BLOOMINGTON, Ind. (AP)Xavier Johnson faced the stark reality his basketball days could be over when an April police chase ended in his arrest in a Bloomington parking lot.
Indiana Hoosiers coach Mike Woodson was willing to forgive his starting point guard if he agreed to some conditions. Johnson’s car couldn’t be on campus, he needed to follow all the team rules and he had to be fully committed to winning games.
Six months later, a revitalized and contrite Johnson finds himself preparing for a fifth college season, this time as the X-factor Indiana needs to increase its Assembly Hall banner collection.
”It just seemed like I hit a big-time wall,” Johnson said, explaining what happened that April night. ”I thought my career was over, honestly. I’m mad at myself for doing something like that, but I mean I’m glad God gave me a second chance to come back and play what I love to do.”
He might not be with No. 13 Indiana had he been playing for Woodson’s coach, Bob Knight, who was known as much for being a strict disciplinarian as he was for his volatile public outbursts.
But Woodson, whose coaching career spanned decades in the NBA, understood the challenges Johnson faced last season and took a different tack.
After transferring from Pittsburgh and winning the starting job, Johnson struggled with turnovers, decision-making and, at times, was a non-factor in the scoring column, too. The deaths of his uncle and grandfather took an emotional toll on the Virginia native and in February, Johnson was one of five players suspended by Woodson for ”curfew violations.”
Johnson appeared to be turning his life around after a strong finishing run to help Indiana end a six-year NCAA Tournament drought, but then came the arrest.
According to the police report, Johnson was clocked going 90 mph in a 40 mph zone, did not stop when the officer turned on his siren and lights, disregarded a stop sign in the apartment complex and then attempted to switch seats with another student in the car. He was charged with resisting law enforcement with a vehicle and reckless driving, a felony.
Woodson’s response was blunt.
”He doesn’t have a vehicle anymore, I took that away from him,” he said. ”If that’s punishment, it’s punishment and I don’t mean that in a negative way.

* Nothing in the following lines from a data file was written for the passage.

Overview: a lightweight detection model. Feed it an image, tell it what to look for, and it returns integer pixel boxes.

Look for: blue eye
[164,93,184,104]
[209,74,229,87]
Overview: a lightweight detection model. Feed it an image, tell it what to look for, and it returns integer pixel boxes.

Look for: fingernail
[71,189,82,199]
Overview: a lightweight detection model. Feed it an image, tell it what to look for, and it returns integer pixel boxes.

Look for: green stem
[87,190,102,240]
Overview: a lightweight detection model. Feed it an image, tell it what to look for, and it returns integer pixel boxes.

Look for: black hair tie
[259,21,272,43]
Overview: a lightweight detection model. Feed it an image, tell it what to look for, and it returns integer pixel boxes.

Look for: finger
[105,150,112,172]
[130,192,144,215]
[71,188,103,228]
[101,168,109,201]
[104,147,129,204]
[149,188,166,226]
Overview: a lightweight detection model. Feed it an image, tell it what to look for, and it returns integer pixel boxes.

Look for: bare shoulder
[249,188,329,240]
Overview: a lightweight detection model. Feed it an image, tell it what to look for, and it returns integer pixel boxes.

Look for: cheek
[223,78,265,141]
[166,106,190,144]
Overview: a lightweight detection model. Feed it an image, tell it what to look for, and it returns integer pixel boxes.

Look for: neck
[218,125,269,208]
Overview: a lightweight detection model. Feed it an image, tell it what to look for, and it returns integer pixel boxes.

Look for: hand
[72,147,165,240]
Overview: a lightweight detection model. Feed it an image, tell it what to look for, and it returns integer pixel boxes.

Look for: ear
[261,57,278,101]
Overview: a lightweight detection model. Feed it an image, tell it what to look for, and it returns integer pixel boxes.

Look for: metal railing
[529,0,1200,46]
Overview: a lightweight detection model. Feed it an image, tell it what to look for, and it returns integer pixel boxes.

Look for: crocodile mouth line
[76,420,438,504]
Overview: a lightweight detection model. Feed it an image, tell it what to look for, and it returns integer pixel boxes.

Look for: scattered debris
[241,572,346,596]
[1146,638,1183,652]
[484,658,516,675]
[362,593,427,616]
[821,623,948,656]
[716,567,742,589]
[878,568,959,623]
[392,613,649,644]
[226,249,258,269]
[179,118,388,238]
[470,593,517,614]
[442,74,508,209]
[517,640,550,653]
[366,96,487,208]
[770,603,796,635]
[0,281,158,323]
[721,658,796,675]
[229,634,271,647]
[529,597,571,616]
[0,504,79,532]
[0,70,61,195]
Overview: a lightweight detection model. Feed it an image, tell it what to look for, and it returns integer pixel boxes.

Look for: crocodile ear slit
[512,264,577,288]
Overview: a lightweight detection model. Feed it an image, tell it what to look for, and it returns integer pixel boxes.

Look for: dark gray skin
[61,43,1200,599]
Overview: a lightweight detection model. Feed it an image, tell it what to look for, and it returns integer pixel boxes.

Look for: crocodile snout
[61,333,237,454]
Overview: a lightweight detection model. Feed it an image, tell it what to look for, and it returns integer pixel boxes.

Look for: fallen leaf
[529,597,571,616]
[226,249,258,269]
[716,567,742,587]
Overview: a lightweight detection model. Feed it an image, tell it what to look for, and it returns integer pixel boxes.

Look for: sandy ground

We’re just trying to do the things necessary to help us win basketball games, and I think he’s made a major step in that direction.”
Johnson’s parents sided with Woodson and now Johnson finds himself thriving in a whole new world, amid expectations of winning a Big Ten title and chasing the school’s sixth national title.
And Johnson could play a key role. In the final 10 games last season, he averaged 16.6 points, 6.6 assists and 4 rebounds as the Hoosiers played their way off the bubble and into the tourney.
Teammates say he’s been a different player since returning to campus this summer.
”He’s definitely taken a big-time step in leadership and just kind of taking that role as being more vocal,” third-year guard Trey Galloway said. ”I think he’s done a great job of being more vocal with the younger guys and kind of bringing them along.”
Big Ten preseason player of the year Trayce Jackson-Davis likes the early returns, too.
He came back for his fourth season after his NBA workouts were halted following a positive COVID-19 test. Nobody has more at stake this season than Jackson-Davis, who is trying to become the first Indiana player with 2,000 points and 1,000 rebounds.
And to ensure there are no distractions, he asked Woodson to institute a zero-tolerance drug policy.
”It’s really just to hold everyone accountable,” Jackson-Davis said. ”There’s really nothing else to be said about it. I know our guys are going to do the right thing. When the season is going, we’re going to be locked in and ready to go because we have really big aspirations.”
That includes Johnson, who has never played on a team favored to win a conference crown.
But with the Woodson discussions complete, an August plea agreement ending his court case and a new season set to tip Nov. 7 against Morehead State, Johnson is ready to turn the page and make use of his second chance.
”He (Woodson) was just like, `If you want to play here, you either have no car or you can go somewhere else,”’ Johnson said. ”I really didn’t care about my car. I love to play basketball and that’s what I came here to do. That and get my education.”